Think of it like the Figure 1 from the paper I referenced in the issue.
@danieltudosiu ohh got it yea, let me think about how to tackle this in another repository then, for both space (3d) and potentially even space + time (4d) - don't think we'll have to go beyond that i've been tired of redoing the code for 2d relative positional bias across repositories anyways, so probably a good time to generalize it haha
I do not know how useful the next idea would be but I would start by decomposing the attention mechanism in all its additions and write some kind of wrapper let's call it "Attention Enchancer" that calls those addition methods one by one and modifies their input/output :-?
do you mean something like https://github.com/lucidrains/DALLE2-pytorch/blob/main/dalle2_pytorch/dalle2_pytorch.py#L1259 ?
btw, have you ever tried the contextual bias that was presented in the paper? i'm curious how that performs
@lucidrains I don't follow in regards to DALLE 2 :-? could you help me understand
We didn't try the contextual bias since it showed marginal improvement compared to the bias one and deemed it unnecessary engineering time.
ohh thanks for letting me know! yeah I guess static bias is good enough 🤔
ok maybe I'll build out the relative positional bias library when I find some time, as a separate repo, and with all the features like max cutoffs etc
Hi @lucidrains,
Thanks for this fantastic trove of transformers <3
I am mainly working with VQ-VAEs and in my experience, this paper [1] made constant improvements in the morphological correctness of the samples.

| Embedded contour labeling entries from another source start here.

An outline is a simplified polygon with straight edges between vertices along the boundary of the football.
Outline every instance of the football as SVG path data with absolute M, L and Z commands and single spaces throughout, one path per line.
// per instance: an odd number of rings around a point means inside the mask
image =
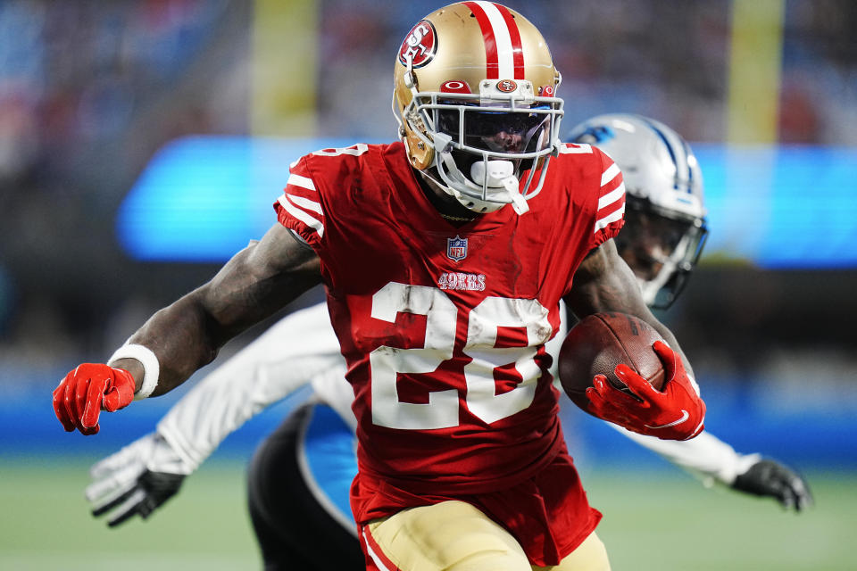
M 616 388 L 630 393 L 613 369 L 625 363 L 661 390 L 663 365 L 652 344 L 663 338 L 652 326 L 627 313 L 595 313 L 571 327 L 559 355 L 559 377 L 569 398 L 584 410 L 587 388 L 595 375 L 603 375 Z

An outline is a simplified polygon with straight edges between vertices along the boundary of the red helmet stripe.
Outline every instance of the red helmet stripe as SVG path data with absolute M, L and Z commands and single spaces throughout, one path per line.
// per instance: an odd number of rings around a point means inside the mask
M 495 4 L 500 13 L 503 15 L 503 21 L 506 22 L 506 28 L 509 29 L 509 37 L 512 39 L 512 54 L 515 66 L 515 79 L 524 79 L 524 48 L 520 45 L 520 31 L 518 29 L 518 23 L 512 17 L 509 9 L 499 4 Z
M 482 6 L 475 2 L 465 2 L 464 5 L 470 9 L 473 15 L 476 16 L 476 21 L 479 24 L 482 30 L 482 38 L 485 40 L 485 60 L 486 60 L 486 77 L 488 79 L 500 79 L 500 63 L 497 54 L 497 41 L 494 37 L 494 28 L 491 27 L 491 21 L 488 15 L 485 13 Z
M 512 12 L 493 2 L 464 2 L 476 17 L 485 40 L 486 77 L 523 79 L 524 51 Z M 501 78 L 501 76 L 503 76 Z

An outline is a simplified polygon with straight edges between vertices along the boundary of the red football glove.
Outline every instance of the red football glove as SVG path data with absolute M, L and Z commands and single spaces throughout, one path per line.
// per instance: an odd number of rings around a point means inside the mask
M 124 368 L 84 363 L 54 389 L 54 412 L 66 432 L 86 435 L 98 432 L 102 410 L 119 410 L 134 400 L 134 377 Z
M 617 365 L 616 376 L 639 400 L 596 375 L 587 389 L 589 412 L 628 430 L 661 440 L 689 440 L 701 433 L 705 403 L 691 384 L 678 353 L 662 341 L 652 345 L 663 363 L 664 391 L 659 391 L 628 365 Z

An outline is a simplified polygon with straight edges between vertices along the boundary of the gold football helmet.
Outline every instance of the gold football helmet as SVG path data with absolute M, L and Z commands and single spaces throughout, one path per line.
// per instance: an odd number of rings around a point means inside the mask
M 414 169 L 475 212 L 529 210 L 562 116 L 560 73 L 533 24 L 493 2 L 450 4 L 411 29 L 394 78 L 393 112 Z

If you need help I can give you some pointers on how to start and what's needed. My coworker and I already got the "Bias" version working with the x-transformer but the "Context" one required too much modification of the Attention to warrant its implementation.
Cheers!
[1] Wu, K., Peng, H., Chen, M., Fu, J. and Chao, H., 2021. Rethinking and improving relative position encoding for vision transformer. In Proceedings of the IEEE/CVF International Conference on Computer Vision (pp. 10033-10041).